À la date du 17 juillet, l’Association internationale des ports et rades (International Association of Ports and Harbors, IAPH) recense 20 ports maritimes dans lesquels les navires peuvent se brancher à quai afin de ne pas utiliser leurs générateurs diesel et réduire ainsi leurs émissions de polluants et autres gaz à effet de serre. Sans surprise les États-Unis arrivent en tête avec Los Angeles, Long Beach, San Francisco, San Diego, Seattle, Juneau (Alaska) et Pittsburg. À l’exception du dernier, ils proposent tous de la haute tension (6,6 kV/11 kV); Long Beach offrant également du 480 V. Pittsburg est en 440 V. La fréquence du courant américain est 60 Hz.
Arrive en 2e position, la Suède avec Göteborg, Helsingborg, Stockholm et Pitea. Le dernier est en haute tension (6,6 kV); le premier est en bitension (6,6 kV/10 kV et 400 V). Helsingborg et Stockholm sont en basse tension (respectivement 400 V/440 V et 400 V/690 V). Les trois ports finlandais ne proposent que de la haute tension (6,6 kV) tout comme Anvers, Lübeck, Oslo et Rotterdam.
Le document ajoute qu’il existe des projets d’électrification de quais havrais, marseillais et à Civitavecchia. L’IAPH constate la dispersion des normes et des besoins ce qui rend souvent les installations incompatibles.
Ainsi, 63 % des porte-conteneurs de moins de 140 m utilisent du 50 Hz, 94 % des unités de plus de 140 m, du 60 Hz. Mais la tendance au 60 Hz semble se généraliser pour les autres types de navires, surtout les paquebots. Les puissances nécessaires aux navires varient considérablement. De 1 200 kW à 8 000 kW pour un porte-conteneurs de plus de 140 m, 95 % d’entres eux ayant un besoin maximal de 5 000 kW. Pour les paquebots de plus de 200 m, les deux extrêmes sont 7 500 kW et 11 000 kW avec une pointe à 9 500 kW pour 95 % des navires.
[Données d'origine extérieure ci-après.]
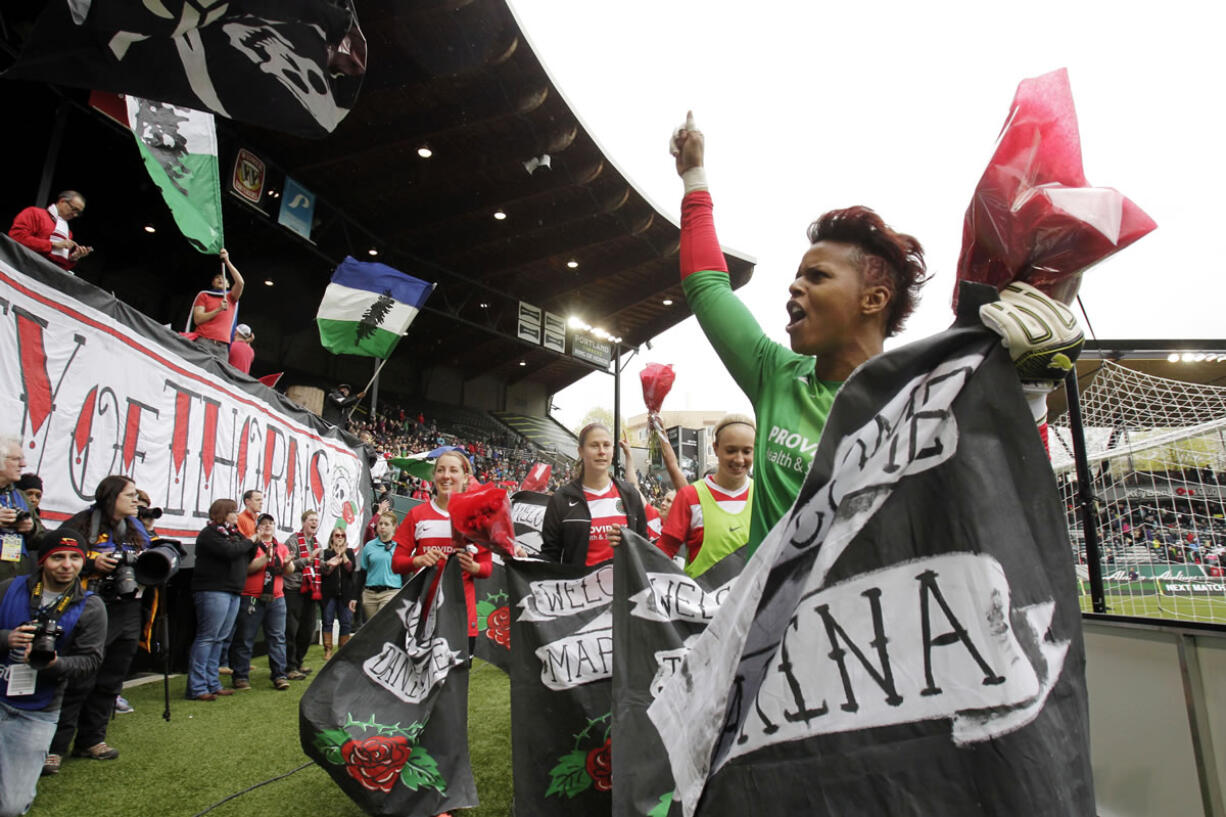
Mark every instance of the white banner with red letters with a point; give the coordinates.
(93, 388)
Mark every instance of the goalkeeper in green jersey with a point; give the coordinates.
(856, 286)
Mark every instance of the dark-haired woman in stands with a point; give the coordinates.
(109, 528)
(855, 286)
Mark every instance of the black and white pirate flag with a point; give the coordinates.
(907, 639)
(658, 612)
(291, 65)
(388, 717)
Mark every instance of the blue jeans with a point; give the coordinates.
(215, 618)
(23, 741)
(253, 612)
(334, 609)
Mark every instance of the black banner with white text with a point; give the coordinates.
(907, 639)
(562, 670)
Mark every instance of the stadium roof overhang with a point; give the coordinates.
(459, 79)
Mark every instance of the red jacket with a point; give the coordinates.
(33, 227)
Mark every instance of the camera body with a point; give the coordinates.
(121, 580)
(42, 649)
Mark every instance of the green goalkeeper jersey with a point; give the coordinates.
(791, 404)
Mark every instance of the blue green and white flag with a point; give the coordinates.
(368, 307)
(179, 149)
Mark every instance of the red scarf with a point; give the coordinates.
(310, 585)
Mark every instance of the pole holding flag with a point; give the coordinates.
(368, 307)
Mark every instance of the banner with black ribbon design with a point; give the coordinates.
(493, 593)
(657, 615)
(388, 717)
(562, 670)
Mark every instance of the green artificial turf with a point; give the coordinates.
(211, 750)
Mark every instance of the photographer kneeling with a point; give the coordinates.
(52, 632)
(114, 537)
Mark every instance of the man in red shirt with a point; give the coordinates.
(253, 503)
(213, 310)
(45, 230)
(242, 353)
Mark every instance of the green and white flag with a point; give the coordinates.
(368, 307)
(179, 147)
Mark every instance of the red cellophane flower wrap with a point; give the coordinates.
(1034, 217)
(483, 517)
(657, 380)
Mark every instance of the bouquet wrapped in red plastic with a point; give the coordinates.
(657, 380)
(1034, 217)
(483, 517)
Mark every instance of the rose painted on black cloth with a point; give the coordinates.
(498, 627)
(376, 762)
(600, 766)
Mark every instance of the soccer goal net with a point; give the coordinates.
(1157, 461)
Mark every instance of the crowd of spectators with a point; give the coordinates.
(1173, 531)
(499, 456)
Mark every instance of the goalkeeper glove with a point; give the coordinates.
(1041, 334)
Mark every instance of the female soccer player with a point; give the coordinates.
(856, 285)
(424, 536)
(711, 517)
(584, 520)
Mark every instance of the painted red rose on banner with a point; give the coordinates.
(375, 762)
(600, 766)
(498, 627)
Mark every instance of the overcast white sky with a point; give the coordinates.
(808, 107)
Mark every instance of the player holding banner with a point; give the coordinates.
(856, 286)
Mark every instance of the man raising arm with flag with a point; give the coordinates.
(213, 310)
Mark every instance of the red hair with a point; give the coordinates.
(885, 258)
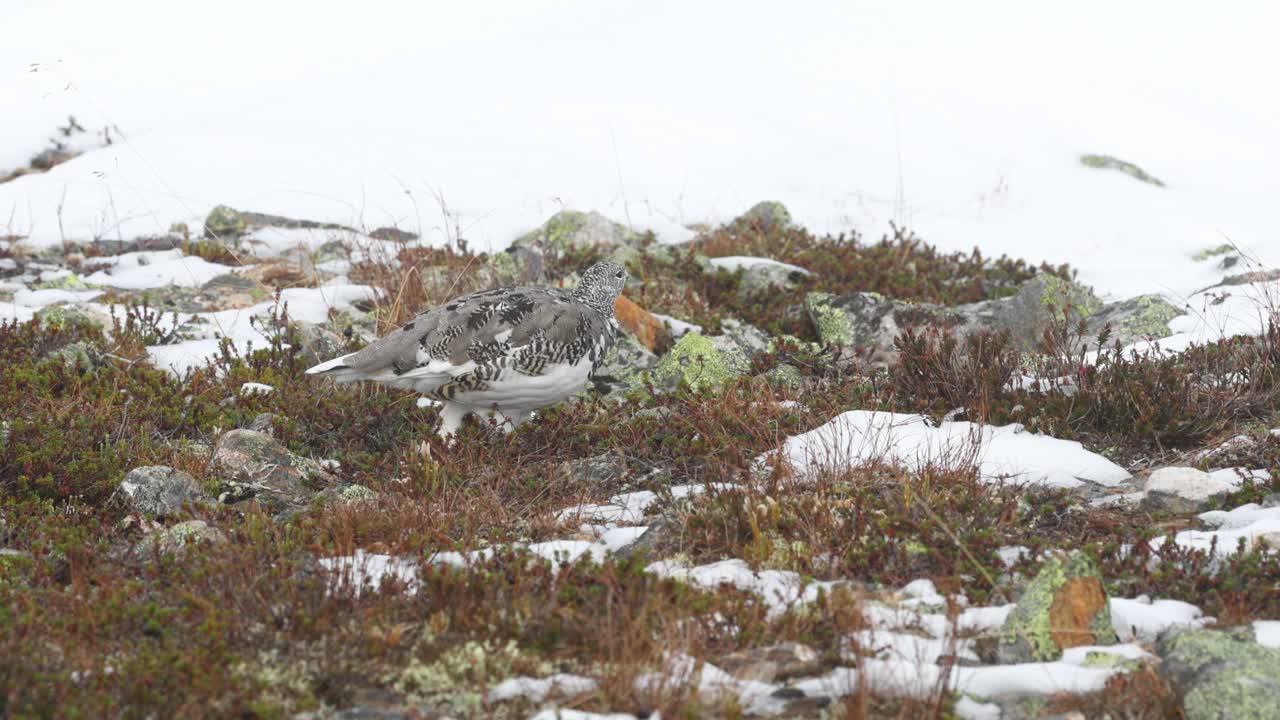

Pour ceux qui font toujours escale aux mêmes postes à quai (pétroliers, paquebots, rouliers) et qui n’ont pas usage de grue ou de portique, la connexion à quai est plus aisée. En revanche, les porte-conteneurs ont besoin d’un plus grand nombre de points de branchement. L’installation de ces derniers est cependant gênée par les voies de roulement des portiques.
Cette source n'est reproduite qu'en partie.